Peggy Borum, Ph.D., a professor with dual appointments in the College of Medicine’s department of pediatrics and the College of Agriculture and Life Sciences’ department of food science and human nutrition, heads a research program on the treatment.

She and her team are working to find answers to those questions, and to understand how the diet, with its limited nutrient variety, affects children’s growth. A team of student volunteers, called KetoGators, assist families participating in the research by answering questions about the diet, attending appointments with them and offering general support.

Scientists are exploring other uses for the ketogenic diet, including whether it could reverse kidney damage in diabetics, according to an article published online in April by the journal PLoS One. If the diet proves helpful for people with diabetes, it could prevent patients from needing dialysis.

Nearly seizure-free

For Bronson, now 3, the effects of the ketogenic diet have been obvious. In the two years since he began the treatment, his parents have watched his seizures steadily decline. Now, most days are free of the violent seizures that once dominated his life. Andrade has ordered another electroencephalogram, or EEG, to check for silent seizures, which are less obvious.

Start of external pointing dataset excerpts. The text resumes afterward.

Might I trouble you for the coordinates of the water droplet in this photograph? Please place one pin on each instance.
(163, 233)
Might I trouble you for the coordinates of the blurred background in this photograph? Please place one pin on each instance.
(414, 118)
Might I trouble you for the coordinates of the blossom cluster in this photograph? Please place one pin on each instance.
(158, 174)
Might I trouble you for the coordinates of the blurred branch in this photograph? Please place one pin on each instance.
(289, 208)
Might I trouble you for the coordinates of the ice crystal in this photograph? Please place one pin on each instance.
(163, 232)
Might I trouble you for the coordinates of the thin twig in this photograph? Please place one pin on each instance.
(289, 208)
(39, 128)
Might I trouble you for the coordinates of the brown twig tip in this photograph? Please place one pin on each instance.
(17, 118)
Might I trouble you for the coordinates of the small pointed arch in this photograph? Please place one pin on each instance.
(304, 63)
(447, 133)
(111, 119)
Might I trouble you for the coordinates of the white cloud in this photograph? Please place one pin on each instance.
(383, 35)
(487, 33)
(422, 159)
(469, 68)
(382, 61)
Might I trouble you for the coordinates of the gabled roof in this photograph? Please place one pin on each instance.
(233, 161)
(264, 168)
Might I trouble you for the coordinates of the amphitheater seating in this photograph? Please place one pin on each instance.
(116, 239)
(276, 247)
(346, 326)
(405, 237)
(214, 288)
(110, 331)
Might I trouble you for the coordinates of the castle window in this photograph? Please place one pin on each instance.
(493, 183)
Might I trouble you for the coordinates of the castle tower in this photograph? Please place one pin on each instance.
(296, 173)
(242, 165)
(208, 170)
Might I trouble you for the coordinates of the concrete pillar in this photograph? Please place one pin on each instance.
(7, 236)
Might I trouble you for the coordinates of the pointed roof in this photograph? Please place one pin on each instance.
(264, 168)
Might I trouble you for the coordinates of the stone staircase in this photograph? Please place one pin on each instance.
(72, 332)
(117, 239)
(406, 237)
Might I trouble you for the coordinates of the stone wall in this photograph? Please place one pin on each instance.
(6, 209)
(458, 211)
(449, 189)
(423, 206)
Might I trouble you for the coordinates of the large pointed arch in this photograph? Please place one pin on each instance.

The family continues to work with Kisilewicz to adjust Bronson’s “recipe” to suit his needs. Because he is fed through a tube, Bronson’s parents mix a special, no-carb formula with canola oil and two dietary supplements each morning, then load it into a pump that supplies the mixture to him throughout the day.

They consider the diet a success.

“The ketogenic diet worked for him,” Roth said. “That was our last option, so I’m glad that it actually worked. Because that was it for us.”